Fix: Perform a content audit and map the results by categories discussed in this section
You might end up with a result that looks something like this:
If every dot represents a single piece of content that belongs to its respective category, a result like this would suggest that you’re lacking content in the “solution aware” category.
The next step for you would be creating more content in this category and fixing your vulnerability.
6. Your monetization is off
Let’s face it, everyone wants to monetize their content so they can potentially do more of what they like.
Succeeding with content marketing isn’t just getting traffic to your website.
It’s also making money off of it.
If you have thousands or even tens of thousands of visitors per month but you’re not making any money besides a few bucks from AdSense, you have a problem.
That’s a great problem to have, by the way.
Because getting traffic is the hard part.
Important: I’m not going to talk about monetization efforts like affiliate marketing, email marketing, premium ad networks, selling digital goods and services, etc.
I will only talk about monetizing your content by optimizing it to make more sales and leads.
Fix: Optimize content around transactional search intent
Transactional search intent is to make the purchase.
In other words, users are at the final step of the buyer’s journey and they’re ready to make the purchase.
Your job is to create content that facilitates this intent and helps users to get what they want.
This means creating content that:
- Is neatly designed
- Has clear and transparent CTA’s
- Has a compelling and targeted copy
- Puts visuals to work
When it comes to transactional content, it’s a good idea to A/B test a lot and go through as many iterations as necessary to discover true winners that convert well.
I go more in-depth on how to optimize content around transactional search intent in this article so feel free to check it out.
7. Your content has SEO issues
Content marketing relies heavily on search engines and organic traffic.
In fact, that’s why successful content marketing efforts cost less than paid traffic in the long run.
To make sure that search engines like your content, you have to play by their rules.
Luckily, the need to pander to the search engines is becoming less and less important as they become more sophisticated.

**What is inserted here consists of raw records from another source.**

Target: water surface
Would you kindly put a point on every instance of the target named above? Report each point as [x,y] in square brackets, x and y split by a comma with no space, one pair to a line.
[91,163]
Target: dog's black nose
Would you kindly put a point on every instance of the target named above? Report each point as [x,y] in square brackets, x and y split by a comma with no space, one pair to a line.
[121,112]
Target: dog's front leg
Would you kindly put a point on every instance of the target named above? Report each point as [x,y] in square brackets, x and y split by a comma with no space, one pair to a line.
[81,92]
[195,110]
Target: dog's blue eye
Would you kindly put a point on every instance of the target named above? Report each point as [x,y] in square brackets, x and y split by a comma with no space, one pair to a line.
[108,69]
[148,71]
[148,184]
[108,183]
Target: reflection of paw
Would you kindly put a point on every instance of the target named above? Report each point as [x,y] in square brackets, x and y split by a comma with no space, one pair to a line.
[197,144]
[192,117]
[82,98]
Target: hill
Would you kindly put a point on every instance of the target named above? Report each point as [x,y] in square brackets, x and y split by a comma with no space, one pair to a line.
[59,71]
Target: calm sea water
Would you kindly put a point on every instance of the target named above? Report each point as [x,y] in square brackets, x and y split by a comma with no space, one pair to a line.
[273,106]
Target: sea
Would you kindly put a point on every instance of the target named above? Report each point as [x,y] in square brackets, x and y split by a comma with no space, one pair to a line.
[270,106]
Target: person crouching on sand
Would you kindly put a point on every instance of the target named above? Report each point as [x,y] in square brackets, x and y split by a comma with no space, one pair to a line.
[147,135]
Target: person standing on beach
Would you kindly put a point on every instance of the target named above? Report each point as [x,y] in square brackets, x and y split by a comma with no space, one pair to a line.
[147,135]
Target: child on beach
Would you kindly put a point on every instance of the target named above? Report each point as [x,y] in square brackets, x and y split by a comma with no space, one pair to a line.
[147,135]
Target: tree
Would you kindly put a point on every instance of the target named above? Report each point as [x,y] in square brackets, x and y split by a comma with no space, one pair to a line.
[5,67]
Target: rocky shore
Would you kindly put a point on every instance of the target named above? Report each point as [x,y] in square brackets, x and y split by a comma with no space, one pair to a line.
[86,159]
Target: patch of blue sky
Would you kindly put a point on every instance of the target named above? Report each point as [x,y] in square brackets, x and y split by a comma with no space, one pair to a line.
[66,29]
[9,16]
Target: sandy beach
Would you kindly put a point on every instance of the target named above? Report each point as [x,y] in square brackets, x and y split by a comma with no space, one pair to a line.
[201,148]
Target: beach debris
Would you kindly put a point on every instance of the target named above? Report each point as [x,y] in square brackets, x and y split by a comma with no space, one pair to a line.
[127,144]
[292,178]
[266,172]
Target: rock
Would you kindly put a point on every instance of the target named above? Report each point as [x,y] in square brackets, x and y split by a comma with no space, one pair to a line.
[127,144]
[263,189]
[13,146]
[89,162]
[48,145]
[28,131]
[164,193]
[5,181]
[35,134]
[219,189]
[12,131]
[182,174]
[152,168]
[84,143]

For example, Google’s algorithm is getting very close to reading and interpreting content as if a human would.
That’s why artificially stuffing keywords into your content and creating unnaturally keyword-dense content isn’t just less important but such tactics might even get you in trouble.
Writing naturally and creating high-quality content is much more important than how many times you use a certain keyword in your article.
Having said that, SEO is still very important and should not be ignored.
Fix: The 80:20 rule
I’m a big fan of the 80:20 approach to SEO.
Basically, do the basics and accomplish 80% of the results by doing 20% of the work.
Basic SEO things to pay attention to are:
- Main keyword in title and meta description
- Proper header tags in articles to mark the content hierarchy
- Mobile-friendly website
- User-friendly experience, avoid clutter
- Interlink your content
- Build backlinks
- Link to high authority content
- Use relevant images and videos in your content
It’s not the end of the world if you’ve made mistakes with your content marketing efforts.
Everything is fixable, but it will require time and dedication to learn how to recognize and fix the issues.
I hope this article sheds some light on the top reasons why content marketing isn’t working for you and gave you some ideas on how to fix things.
Are you making one or more mistakes from this list?